Repository Capabilities

There are 14 optional capabilities that a CMIS compliant repository may support.  The level of support indicated only specifies what level of support there is for the capability via a CMIS client.  Some capabilities that are listed as not being available may be available via proprietary interfaces to the repository.  Below is a list of the optional capabilities:

  • Navigation Capabilities
    • Get Descendants
      Supports the get descendants method which allows the client to retrieve objects of a folder and its subfolders in one call. The valid values for this capability are True or False.
    • Get Folder Tree
      Supports the get folder tree method which allows the client to retrieve subfolders of a folder and its subfolders in one call.

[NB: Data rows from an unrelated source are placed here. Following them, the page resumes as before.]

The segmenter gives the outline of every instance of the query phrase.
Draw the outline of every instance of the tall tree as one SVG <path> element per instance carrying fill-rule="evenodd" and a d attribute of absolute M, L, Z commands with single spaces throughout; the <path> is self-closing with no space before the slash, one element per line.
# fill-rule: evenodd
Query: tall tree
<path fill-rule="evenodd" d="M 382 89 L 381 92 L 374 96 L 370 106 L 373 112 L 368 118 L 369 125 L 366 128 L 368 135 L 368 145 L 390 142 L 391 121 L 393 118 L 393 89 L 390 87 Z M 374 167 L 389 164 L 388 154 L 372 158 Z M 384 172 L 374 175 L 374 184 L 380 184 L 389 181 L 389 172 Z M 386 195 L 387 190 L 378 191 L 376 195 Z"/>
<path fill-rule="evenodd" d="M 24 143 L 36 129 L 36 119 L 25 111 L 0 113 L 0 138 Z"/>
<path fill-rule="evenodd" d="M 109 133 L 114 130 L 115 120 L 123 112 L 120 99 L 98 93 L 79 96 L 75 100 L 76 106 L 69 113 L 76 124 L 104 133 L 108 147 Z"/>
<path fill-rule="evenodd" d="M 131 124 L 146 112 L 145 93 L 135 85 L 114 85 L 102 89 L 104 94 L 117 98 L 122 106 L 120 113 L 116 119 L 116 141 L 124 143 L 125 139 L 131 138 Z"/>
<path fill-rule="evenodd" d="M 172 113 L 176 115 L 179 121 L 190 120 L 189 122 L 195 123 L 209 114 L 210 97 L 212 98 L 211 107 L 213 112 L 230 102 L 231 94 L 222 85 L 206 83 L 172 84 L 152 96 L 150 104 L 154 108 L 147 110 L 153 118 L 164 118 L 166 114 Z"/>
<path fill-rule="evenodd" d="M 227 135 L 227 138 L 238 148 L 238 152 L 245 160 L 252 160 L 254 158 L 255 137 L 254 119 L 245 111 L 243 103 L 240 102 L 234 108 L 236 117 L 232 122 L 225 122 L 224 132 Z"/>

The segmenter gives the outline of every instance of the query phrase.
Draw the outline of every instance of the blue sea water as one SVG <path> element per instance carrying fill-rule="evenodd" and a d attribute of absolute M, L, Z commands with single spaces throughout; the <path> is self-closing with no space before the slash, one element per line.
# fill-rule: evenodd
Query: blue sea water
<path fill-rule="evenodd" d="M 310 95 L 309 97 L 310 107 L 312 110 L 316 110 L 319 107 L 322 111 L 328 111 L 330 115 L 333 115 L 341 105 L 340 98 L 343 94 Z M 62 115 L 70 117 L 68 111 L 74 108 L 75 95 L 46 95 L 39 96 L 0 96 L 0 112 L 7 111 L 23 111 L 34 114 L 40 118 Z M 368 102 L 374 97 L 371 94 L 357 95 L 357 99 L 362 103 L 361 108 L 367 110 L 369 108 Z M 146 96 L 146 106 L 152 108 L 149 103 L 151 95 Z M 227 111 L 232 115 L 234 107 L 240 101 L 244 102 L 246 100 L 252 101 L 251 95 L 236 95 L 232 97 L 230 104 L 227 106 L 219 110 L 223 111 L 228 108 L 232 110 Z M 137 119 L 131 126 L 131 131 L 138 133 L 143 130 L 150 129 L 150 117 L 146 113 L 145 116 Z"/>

The valid values for this capability are True or False.
  • Object Capabilities
    • Content Stream Updatability
      Support for updating of the content stream (the actual content or file) of a document object.  The valid values are
      • None: The content stream cannot be updated. This does not prevent updating content by checking in new versions of a document object.
      • Pwc Only: The content stream can only be updated on a private working copy when a document is checked out.
      • Anytime: The content stream can be update at any time.
    • Change Log
      Support for a change log which keeps track of all changes to objects in the repository.  The valid values are shown below:
      • None: No change log.
      • Object IDs only: The change log contains the Object ID of the changed object and the type of change.
      • Properties: The change log contains the object ID and the properties for the changed object
      • All: The change log contains more than just the object IDs and properties.
    • Renditions
      If the repository supports renditions, it may allow clients to read renditions.  The valid values are None if the repository does not allow clients to access its renditions and Read if it does allow the clients to read the renditions.
  • Filing Capabilities
    • Multi Filing
      Supports the ability to have the same document object to be filed in multiple folders. The valid values for this capability are True or False.
    • Un-Filing
      Supports the ability to have a document object that is not filed in any folder. The valid values for this capability are True or False.
    • Version Specific Filing
      Supports the ability to have different versions of the same document filed in different folders. The valid values for this capability are True or False.
  • Versioning Capabilities
    • PWC Updateable
      Indicates whether or not the Private Working Copy (checked out version) of a document is updateable. The valid values for thie capability are True or False. If the private working copy is not updatable, then the object can only be updated on check in.
    • PWC Searchable
      Indicates whether or not the private working copy of a document can be included in a query's search results.  The valid values for this capability are True or False.
    • All versions searchable
      Indicates whether different versions of the document can be included in a queries search results.  The valid values for this capability are True or False.  If this is false than only the current version of any document can be inculded in the search results.
  • Query Capabilities
    • Basic Query
      What level of support the repository has for CMIS Queries. The valid values are:
      • None: No support for CMIS queries
      • Metadata only: Only metadata queries are supported.
      • Fulltext only: Only full text queries supported.
      • Both Separate: Both are supported but you cannot query for both in the same query.
      • Both Together: You can issue a query that searches both metadata and text at the same time.
    • Join Capabilities
      What level of join support exists.  The valid values (None, Inner Only, and Inner and Outer) are self explanatory.
  • ACL Capabilities
    • ACL
      What level of support the repository provides for a CMIS client regarding ACLs.  The valid values are:
      • None: No support for ACLs via CMIS
      • Discover: CMIS clients may discover and read ACLs but not modify them.
      • Manage: CMIS clients can manage ACLs

Objects

Object represent the entities that are in the repository.  Each object has a type.  There are 4 base types defined by CMIS, Documents, Folders, Relationships and Policies.  Every object in the repository will be derived from one of these types.  An object will be identified by an Object ID and will have a set of properties associated with it.  The properties that an object has is defined by its Object Type. The CMIS specification does specify how new object types are created.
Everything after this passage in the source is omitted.